Whether visiting another city for work or running between client meetings in your hometown, finding the best place to work for a few hours is easier said than done.
Take coffee shops and libraries, for example. Coffee shops are often crowded and noisy. And you never quite know what you’re going to get with libraries—some are so quiet and pristine that you can’t take a call or bring in food. Others can feel like a cafeteria, with large main areas filled with people having loud, distracting conversations. Neither is ideal.
It’s well-documented that a workplace environment can affect your mood and productivity. If you’re able to find a work space that’s comfortable, aesthetically pleasing, and complete with helpful staff, you’ll likely do better work.

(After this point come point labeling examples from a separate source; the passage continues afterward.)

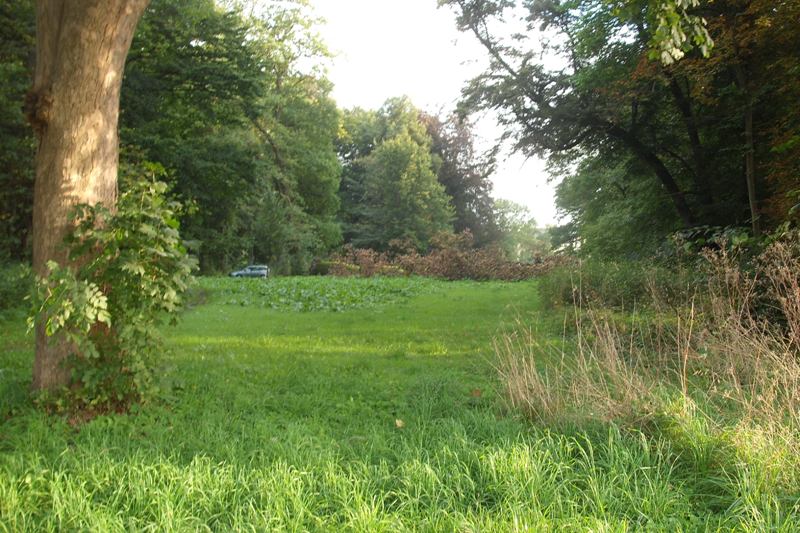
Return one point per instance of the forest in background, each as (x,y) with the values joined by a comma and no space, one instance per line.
(234,111)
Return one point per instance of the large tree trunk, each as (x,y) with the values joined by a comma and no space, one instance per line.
(74,107)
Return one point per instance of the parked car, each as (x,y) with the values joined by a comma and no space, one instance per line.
(252,271)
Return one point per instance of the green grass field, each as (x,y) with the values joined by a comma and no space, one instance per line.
(312,405)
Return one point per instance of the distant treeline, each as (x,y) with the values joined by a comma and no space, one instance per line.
(231,106)
(234,111)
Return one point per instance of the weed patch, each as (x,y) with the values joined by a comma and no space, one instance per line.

Now, what if I told you that such a place exists in almost every city you visit?
When you’re looking for a great place to work for a few hours, step into a hotel lobby. And not just the lobby of any hotel—pick one that’s posh.
No, it wouldn’t be cheaper and easier to go to a coffee shop. And no, you don’t have to stay at a hotel to use the lobby to work for a little while. Just dress appropriately, mind your manners, and know that you’re not freeloading if you buy a snack, coffee, or a drink.
I’ve spent hundreds of hours working in hotel lobbies around the world, and here is what I’ve discovered: Classy surroundings can improve your mind-set for work and settings A friend of mine - who knows how to take care of herself - taught me the value of working in the nicest hotel lobbies. Whenever she's on the road and needs temporary work space, she heads to a place like the lobby at the Ritz. The elegant environment boosts her frame of mind and elevates her attitude toward her job. If you want to be inspired, place yourself in an inspiring setting.
A pleasant, comfortable hotel lobby can be particularly beneficial for conducting a business meeting. My clients and I have sipped green tea served in porcelain chinaware while discussing business strategy beneath the soaring columns of Hong Kong’s opulent Hotel Peninsula, where the titans of industry stay and world-changing historical events occurred. We had plenty of privacy in the plush sitting area at the center of the grand, polished-marble lobby. Instead, I could’ve held the meeting in a cramped and windowless conference room available to us one block away, but why? An appealing, stylish setting can change the whole conversation.
One caveat: You might not want to meet someone in a fancy hotel lobby who is trying to get a better price on work that you're offering.
It's not more expensive than going to a coffee shop
Many of the nicest hotel lobbies have a helpful staff who came around to ask you if you need anything. If you're sitting there working for a couple of hours, it would be polite to order a drink, at least. And just because you're in a fancy hotel, don't think drinks will cost you an arm and a leg. It won't and the little extra you'll pay will be worth every penny.
Let’s say, for example, that you’re at the Mandarin Oriental Hotel in New York City, and you order an iced tea. That will cost $7. That’s only a few dollars more than you would pay at a Starbucks, but look what you’re getting in return: a beautiful place to sit and work comfortably, an ideal location to meet with a client, and a helpful and friendly staff.
Plus, let’s be honest. You would have spent at least as much if not more at a Starbucks. And the wash room of the Mandarin is a far cry from the wash room of your average New York City coffee shop.It’s no more expensive than going to a coffee shop.
It's a great option no matter where you are in the world.
Working in hotel lobbies isn’t just something you can do when traveling across the U.S. Having worked in hotel lobbies around the world, I can safely say that in many cases you’ll have an even better experience abroad.
One of my personal favorites is Kyoto’s Hyatt Regency designed by Super Potato, an internationally renowned interior-design firm in Japan. The lobby’s innovative aesthetic is a striking combination of contemporary Japanese and more traditional design elements. It provides an atmosphere that inspires creativity and excellence.
Not all hotel lobbies are created equal. If you’re looking online for a hotel to duck into, there are two criteria to consider as you’re browsing through Trip Advisor: star rating and hotel size. The higher the star rating, the more amenities the lobby will offer. But be careful to avoid four-star hotels with no lobby. For instance, if you’re in cities like Boston, San Francisco, or New York City, small hotels might have only a reception desk, and little, if any, seating. So search for larger hotels with high star ratings.
A confident demeanor pays off
Whether inquiring about Wi-Fi or about the best way to order lunch, never be afraid to ask lobby staff for help. In some cases, you might even be able to access a hotel conference room. As long as you’re polite and project confidence, they will be more than happy to assist you. But often, they charge for this privilege.
Also, to be productive, you’ll need fuel, such as filtered water, coffee, and snacks. These amenities might not be in plain sight, but most nice hotels offer them, and you can certainly inquire.
While hotels don’t have official dress codes, you’ll always be treated better when you dress to impress. Particularly when working in lobbies of 5-star hotels, proper business attire will work to your advantage.
So go ahead and book a deal on line for a good hotel at a modest price. But to work on the go and to hold successful meetings, go 5-star.